Many claim that problems like congestion, stretched services and inadequate infrastructure are the fault of newly arrived migrants.
Several right-wing politicians have jumped on the bandwagon pushing for cuts to made to immigration levels. In particular they have targeted marginalised groups like Muslims and African people.
The worst example came from Fraser Anning, the new senator for Katter’s Australian Party. Anning’s first speech in the parliament called for a return of the White Australia Policy and the ending of Muslim immigration.
Peter Dutton has also called for cuts to immigration. He has said that potential migrants that were “going to be a burden” should be denied entry to the country.
Dutton joins a chorus of other right-wing figures, like Tony Abbott and Pauline Hanson, who have similarly tried to blame migrants for issues that have actually been created by government policies and a system that puts profits before all else.
Unfortunately, there are very few voices of reason in the mainstream press, let alone in the parliament. This has resulted in a one-sided perception of the issues being adopted by lots of people.
A recent poll by The Guardian found that 54% of respondents felt that population growth was too fast, and 64% felt the level of immigration too high, up from 50% in late 2016.
With the squeeze being put on people’s living standards, there is no doubt that people feel under pressure. Ordinary people are looking for ways to defend their conditions and to ensure a decent future for their children.
Issues like housing stress, traffic congestion, underemployment and low wage growth are all very real but they are not simply created by high immigration levels. Australia’s population growth is actually moderate when compared to historic levels.
Population growth currently stands at around 1.6%. This is actually the average population growth per year since 1947. During the post-war boom years (1950-1960) population growth averaged around 2.4%. The year 1950 alone saw the population grow 3.4%.
So contrary to perceptions stirred up by the media, the current level of growth is certainly not abnormal, or even remotely high.
The real problem is that public services and infrastructure have failed to keep pace with population growth. Part of the reason for this is the shift towards a user-pays system in recent decades. Governments have sought to place the responsibility for planning and infrastructure in the hands of the private sector.
But the private sector only invests when huge profits can made. Similarly, infrastructure that was once publicly owned has been sold off to profiteers and in many instances has been run down rather than expanded. Take our electricity infrastructure for example.

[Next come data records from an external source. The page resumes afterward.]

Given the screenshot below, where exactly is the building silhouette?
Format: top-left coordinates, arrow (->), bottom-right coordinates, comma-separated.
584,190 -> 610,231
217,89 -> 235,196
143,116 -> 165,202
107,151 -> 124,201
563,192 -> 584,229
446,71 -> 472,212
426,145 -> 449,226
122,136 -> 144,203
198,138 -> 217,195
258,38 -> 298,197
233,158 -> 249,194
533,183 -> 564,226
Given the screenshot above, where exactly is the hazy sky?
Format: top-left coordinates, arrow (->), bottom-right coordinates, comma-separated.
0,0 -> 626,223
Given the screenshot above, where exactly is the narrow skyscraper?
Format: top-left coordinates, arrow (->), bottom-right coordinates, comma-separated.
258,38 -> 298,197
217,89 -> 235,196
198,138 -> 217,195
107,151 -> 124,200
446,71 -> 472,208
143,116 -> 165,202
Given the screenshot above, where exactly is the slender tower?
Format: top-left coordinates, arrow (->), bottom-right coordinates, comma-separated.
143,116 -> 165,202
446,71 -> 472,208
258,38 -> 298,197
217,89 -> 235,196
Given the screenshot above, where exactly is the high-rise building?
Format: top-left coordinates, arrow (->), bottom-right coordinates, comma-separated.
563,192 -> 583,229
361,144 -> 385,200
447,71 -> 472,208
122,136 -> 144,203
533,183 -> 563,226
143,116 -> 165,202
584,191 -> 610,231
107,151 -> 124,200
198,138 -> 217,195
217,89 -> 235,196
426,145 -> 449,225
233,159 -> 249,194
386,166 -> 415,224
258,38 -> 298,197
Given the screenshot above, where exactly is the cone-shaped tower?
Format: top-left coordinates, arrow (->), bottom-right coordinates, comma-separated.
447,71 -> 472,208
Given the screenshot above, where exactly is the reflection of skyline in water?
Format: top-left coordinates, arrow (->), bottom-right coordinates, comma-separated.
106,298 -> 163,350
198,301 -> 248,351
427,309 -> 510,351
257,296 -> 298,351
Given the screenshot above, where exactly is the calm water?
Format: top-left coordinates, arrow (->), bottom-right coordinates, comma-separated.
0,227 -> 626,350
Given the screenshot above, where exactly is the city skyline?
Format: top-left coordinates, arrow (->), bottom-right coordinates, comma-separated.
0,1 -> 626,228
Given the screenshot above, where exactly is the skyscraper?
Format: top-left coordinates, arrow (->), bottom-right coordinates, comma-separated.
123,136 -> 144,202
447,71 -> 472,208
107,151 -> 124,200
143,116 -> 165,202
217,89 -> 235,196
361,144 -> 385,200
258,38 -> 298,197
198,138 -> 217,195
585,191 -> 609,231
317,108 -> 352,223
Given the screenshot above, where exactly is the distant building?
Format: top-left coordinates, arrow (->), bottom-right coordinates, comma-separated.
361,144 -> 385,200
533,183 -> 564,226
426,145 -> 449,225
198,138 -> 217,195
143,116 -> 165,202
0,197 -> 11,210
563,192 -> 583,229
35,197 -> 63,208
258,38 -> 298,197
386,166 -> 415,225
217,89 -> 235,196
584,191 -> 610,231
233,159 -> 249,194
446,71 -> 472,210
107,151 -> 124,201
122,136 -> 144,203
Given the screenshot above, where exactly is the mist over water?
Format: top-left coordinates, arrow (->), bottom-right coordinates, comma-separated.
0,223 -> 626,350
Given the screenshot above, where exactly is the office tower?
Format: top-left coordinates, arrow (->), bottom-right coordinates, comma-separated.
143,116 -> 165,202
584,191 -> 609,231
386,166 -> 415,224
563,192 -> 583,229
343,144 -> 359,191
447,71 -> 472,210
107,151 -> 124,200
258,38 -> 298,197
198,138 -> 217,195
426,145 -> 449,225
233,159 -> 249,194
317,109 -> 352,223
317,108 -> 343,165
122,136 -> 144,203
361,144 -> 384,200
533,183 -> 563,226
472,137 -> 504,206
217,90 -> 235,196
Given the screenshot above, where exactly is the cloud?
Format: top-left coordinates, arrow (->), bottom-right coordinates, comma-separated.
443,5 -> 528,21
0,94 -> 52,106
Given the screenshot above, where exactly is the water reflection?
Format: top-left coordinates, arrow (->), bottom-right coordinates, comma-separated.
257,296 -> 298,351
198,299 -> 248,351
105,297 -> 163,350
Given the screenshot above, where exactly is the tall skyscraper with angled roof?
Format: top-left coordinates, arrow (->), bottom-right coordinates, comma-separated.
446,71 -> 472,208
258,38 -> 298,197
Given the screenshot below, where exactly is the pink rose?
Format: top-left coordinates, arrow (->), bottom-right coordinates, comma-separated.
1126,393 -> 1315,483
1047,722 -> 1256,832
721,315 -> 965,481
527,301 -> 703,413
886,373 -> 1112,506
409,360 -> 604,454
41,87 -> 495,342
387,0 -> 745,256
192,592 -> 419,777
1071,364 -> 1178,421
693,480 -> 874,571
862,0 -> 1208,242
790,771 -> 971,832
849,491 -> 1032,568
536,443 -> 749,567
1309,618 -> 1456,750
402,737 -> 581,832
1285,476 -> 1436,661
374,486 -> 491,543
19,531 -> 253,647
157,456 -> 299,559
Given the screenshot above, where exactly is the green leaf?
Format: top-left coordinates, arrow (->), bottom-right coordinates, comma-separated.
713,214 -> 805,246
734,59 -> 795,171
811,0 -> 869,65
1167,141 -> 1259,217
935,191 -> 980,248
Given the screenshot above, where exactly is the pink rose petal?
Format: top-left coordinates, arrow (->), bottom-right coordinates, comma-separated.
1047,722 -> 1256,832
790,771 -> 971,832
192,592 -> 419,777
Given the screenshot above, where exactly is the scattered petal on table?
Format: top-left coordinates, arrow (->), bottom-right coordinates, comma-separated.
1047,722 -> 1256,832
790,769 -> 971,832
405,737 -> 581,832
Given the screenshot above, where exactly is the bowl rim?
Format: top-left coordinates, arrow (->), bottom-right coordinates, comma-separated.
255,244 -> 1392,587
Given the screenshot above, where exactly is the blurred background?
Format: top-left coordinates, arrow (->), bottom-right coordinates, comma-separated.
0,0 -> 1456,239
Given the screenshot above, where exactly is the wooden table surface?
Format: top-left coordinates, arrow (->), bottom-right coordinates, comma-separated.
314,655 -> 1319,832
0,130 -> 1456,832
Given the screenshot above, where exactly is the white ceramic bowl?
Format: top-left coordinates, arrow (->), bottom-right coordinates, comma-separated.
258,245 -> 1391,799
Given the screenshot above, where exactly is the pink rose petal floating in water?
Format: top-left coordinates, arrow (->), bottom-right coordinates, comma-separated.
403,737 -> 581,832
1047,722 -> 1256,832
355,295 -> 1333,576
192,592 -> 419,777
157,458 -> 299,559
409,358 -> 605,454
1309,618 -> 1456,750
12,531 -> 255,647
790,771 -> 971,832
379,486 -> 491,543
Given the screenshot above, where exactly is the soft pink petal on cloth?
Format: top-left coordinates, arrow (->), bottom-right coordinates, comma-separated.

Rather than admitting that their own decisions, and the actions of their big business backers, are at fault, politicians have preferred to deflect the blame onto the easy target of migrants. We must hold the politicians and their system responsible for the failures, not other ordinary people.
Some environmentalists have also unfortunately joined in scapegoating migrants. There have been discussions in the media about the impact that population growth has on sustainability and on our ecosystem.
However, the proposals put forward by some environmentalists of maintaining a ‘small Australia’ by limiting immigration ignore the context in which we live. That is, a capitalist system based on production for profit and of infinite economic growth, in contrast to the reality of a planet of finite resources.
The problem then is not of a moderately increasing population but of a society centred around the unceasing and irrational exploitation of our resources.
Socialists agree that we need to urgently address problems like congestion and the lack of services and infrastructure. To do that effectively however we firstly need to understand the real source of the problem.
Blaming migrants is a distraction from real issues. We need to take on the profit interests and strive to set up society in a more rational and sustainable way. A democratically planned socialist economy would be based on people’s needs rather than profit.
On this basis the economic and social issues burdening regular people could be dealt with and the wealth created could be used for the benefit of all, regardless of where they have come from.